Hari ini tak ada kuliah, saya pakai untuk memenuhi janji dengan mbak Tia seorang mahasiswa kedokteran gigi UGM untuk melakukan control atas salah satu geraham saya yang ditambal mbak Tia minggu lalu. Saya memilih melakukan penambalan gigi bukan dengan dokter tetapi dengan mahasiswa yang sedang praktik, alasannya karena biar lebih murah. Saya pun tak takut karena dalam pengerjaannya terus dikontrol dosen pembimbing. Saya adalah ‘pasien’ setia Rumah sakit kedokteran gigi UGM sejak dua tahun lalu, karena bagi saya perawatan gigi sangat penting mengingat dua gigi geraham saya telah ‘almarhum’. Sebenarnya agak telat juga, mengingat perawatan gigi seharusnya digalakkan sejak dini. Kini saya semakin rajin menggosok gigi setelah makan dan rajin membersihkan karang gigi. Meski fasilitas yang saya pilih tadi tergolong ‘murah’ tadi, namun lebih mendingan daripada tidak sama sekali.

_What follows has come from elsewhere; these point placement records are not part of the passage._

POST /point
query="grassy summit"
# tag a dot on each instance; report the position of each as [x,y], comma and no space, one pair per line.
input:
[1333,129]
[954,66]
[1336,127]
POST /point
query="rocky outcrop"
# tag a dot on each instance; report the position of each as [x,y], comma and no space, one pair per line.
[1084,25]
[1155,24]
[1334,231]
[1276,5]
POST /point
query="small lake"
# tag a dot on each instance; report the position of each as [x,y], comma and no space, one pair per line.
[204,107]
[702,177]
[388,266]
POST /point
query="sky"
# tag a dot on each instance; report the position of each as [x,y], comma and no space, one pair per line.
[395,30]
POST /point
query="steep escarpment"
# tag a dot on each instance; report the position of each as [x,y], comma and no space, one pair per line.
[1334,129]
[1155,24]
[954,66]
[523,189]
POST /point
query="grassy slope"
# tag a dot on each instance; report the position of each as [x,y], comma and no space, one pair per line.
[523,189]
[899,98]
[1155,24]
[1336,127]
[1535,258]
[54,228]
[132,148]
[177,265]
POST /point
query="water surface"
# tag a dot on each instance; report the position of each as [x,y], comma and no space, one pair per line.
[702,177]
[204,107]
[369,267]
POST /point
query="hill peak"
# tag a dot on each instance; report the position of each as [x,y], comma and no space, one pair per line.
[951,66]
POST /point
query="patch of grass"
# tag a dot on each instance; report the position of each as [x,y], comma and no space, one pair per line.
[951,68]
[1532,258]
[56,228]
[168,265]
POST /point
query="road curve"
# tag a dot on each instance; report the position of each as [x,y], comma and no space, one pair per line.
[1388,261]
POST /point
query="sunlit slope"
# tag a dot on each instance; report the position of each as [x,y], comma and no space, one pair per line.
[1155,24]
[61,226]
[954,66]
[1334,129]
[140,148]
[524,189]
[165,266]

Jam 12 siang di lantai 2 RS Gigi UGM, sesuai janji antara saya dengan mbak Tia lewat SMS. Jogja beberapa hari ini sungguh sangat panasnya. Tak biasa saya begitu berkeringatnya. Setelah proses control terlaksana kurang lebih 30 menit, karena ada berapa titik yang harus di ‘ampelas’ lagi biar rapi dan tidak terjadi tumbukan antara gigi tambalan dengan gigi diatasnya.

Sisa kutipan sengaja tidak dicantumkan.